Perhaps most importantly, he’s negotiating the appointment of a new artistic director, Janet Eilber, to succeed Protas in July 2000. Eilber danced many of Graham’s roles in the ’70s and ’80s and has guested with the company recently.
Protas, who’ll devote his energies to the trust and other projects, sounds relieved. “In the past we were always dealing with crisis management,” he says. “This is the first time in 20 years I’ve had someone to work with on the future.”
At the Joyce, the troupe’s focusing on the very old and very new. Twelve of the 14 Graham dances scheduled predate the company’s arrival on East 63rd Street, as if to downplay its significance. The older pieces run from the frontier ritualism of Primitive Mysteries (1931) and Appalachian Spring (1944) to the sex-and-death allegories Errand Into the Maze and Night Journey (both 1947). Also scheduled is a suite by Wilson, Tharp, Maurice Béjart, and Lucinda Childs, called Duets for Martha, and Stroman’s But Not for Me: Gershwin/Graham.
The company performs later this year in London and on the continent. Bookings for 2000 already include 25 cities. Things are picking up at the school, too. Sophie Maslow and Pearl Lang, who danced with Graham in the ’30s and ’40s, are back teaching and enrollment’s inching upward.

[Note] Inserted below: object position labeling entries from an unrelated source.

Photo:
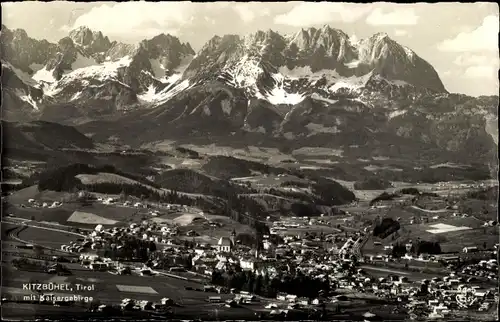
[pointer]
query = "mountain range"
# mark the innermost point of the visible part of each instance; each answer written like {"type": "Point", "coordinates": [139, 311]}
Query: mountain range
{"type": "Point", "coordinates": [316, 87]}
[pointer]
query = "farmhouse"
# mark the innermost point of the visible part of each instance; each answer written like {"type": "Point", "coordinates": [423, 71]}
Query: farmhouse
{"type": "Point", "coordinates": [470, 249]}
{"type": "Point", "coordinates": [225, 245]}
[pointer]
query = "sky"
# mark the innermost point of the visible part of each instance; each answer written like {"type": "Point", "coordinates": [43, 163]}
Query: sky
{"type": "Point", "coordinates": [459, 39]}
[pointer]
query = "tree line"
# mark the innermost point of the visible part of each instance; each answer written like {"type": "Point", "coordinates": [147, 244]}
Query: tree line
{"type": "Point", "coordinates": [295, 283]}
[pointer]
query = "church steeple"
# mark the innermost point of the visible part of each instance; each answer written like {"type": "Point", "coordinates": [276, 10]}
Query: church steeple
{"type": "Point", "coordinates": [233, 236]}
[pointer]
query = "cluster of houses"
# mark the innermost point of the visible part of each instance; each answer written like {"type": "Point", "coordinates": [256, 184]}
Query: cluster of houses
{"type": "Point", "coordinates": [484, 269]}
{"type": "Point", "coordinates": [35, 204]}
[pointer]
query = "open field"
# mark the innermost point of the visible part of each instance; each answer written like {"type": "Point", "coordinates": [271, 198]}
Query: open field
{"type": "Point", "coordinates": [103, 178]}
{"type": "Point", "coordinates": [22, 196]}
{"type": "Point", "coordinates": [89, 218]}
{"type": "Point", "coordinates": [269, 180]}
{"type": "Point", "coordinates": [86, 216]}
{"type": "Point", "coordinates": [444, 228]}
{"type": "Point", "coordinates": [44, 237]}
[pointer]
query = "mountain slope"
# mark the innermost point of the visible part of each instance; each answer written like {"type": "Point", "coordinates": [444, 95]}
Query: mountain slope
{"type": "Point", "coordinates": [315, 87]}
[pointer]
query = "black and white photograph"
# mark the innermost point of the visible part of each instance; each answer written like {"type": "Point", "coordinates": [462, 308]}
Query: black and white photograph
{"type": "Point", "coordinates": [249, 161]}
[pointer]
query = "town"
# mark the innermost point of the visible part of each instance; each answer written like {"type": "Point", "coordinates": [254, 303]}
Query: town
{"type": "Point", "coordinates": [292, 267]}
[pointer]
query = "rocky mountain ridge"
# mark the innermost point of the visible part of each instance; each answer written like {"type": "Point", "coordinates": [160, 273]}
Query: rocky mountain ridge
{"type": "Point", "coordinates": [316, 87]}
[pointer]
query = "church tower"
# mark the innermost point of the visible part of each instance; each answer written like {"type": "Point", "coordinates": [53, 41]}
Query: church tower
{"type": "Point", "coordinates": [233, 237]}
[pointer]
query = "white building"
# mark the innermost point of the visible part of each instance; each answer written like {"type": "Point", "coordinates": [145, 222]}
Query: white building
{"type": "Point", "coordinates": [225, 245]}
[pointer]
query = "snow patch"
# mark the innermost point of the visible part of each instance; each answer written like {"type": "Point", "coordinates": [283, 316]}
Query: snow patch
{"type": "Point", "coordinates": [149, 95]}
{"type": "Point", "coordinates": [246, 72]}
{"type": "Point", "coordinates": [76, 96]}
{"type": "Point", "coordinates": [226, 107]}
{"type": "Point", "coordinates": [352, 64]}
{"type": "Point", "coordinates": [394, 114]}
{"type": "Point", "coordinates": [166, 94]}
{"type": "Point", "coordinates": [82, 62]}
{"type": "Point", "coordinates": [305, 72]}
{"type": "Point", "coordinates": [318, 97]}
{"type": "Point", "coordinates": [352, 83]}
{"type": "Point", "coordinates": [158, 68]}
{"type": "Point", "coordinates": [409, 53]}
{"type": "Point", "coordinates": [320, 128]}
{"type": "Point", "coordinates": [23, 76]}
{"type": "Point", "coordinates": [27, 98]}
{"type": "Point", "coordinates": [184, 64]}
{"type": "Point", "coordinates": [35, 67]}
{"type": "Point", "coordinates": [278, 95]}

Leaving the House of Pelvic Truth has been hard, but Protas and Dellinger plan to save the floorboards and barres and reinstall them in the new studios. The deal with M1 Properties would give the operation 55 percent more space than it has now, at well below market rate. If the city lets the developer build two floors higher, the troupe will end up with nearly twice as much space rent free. The favorable terms came about because Rose Caiola, the daughter of M1 Properties chief Bennedetto Caiola, used to take dance classes at the school and just joined the board.
The move raises questions about which parts of Graham’s legacy are worth saving— and at what cost. At least one leading arts manager comes down on the side of Protas and Dellinger. “In the end it’s about the ballets, not the space,” says Michael Kaiser, who helped the Alvin Ailey American Dance Theater and American Ballet Theatre wipe out multi million-dollar debts.
Protas puts it more grandly: “Martha is more than East 63rd Street. Martha is universal.”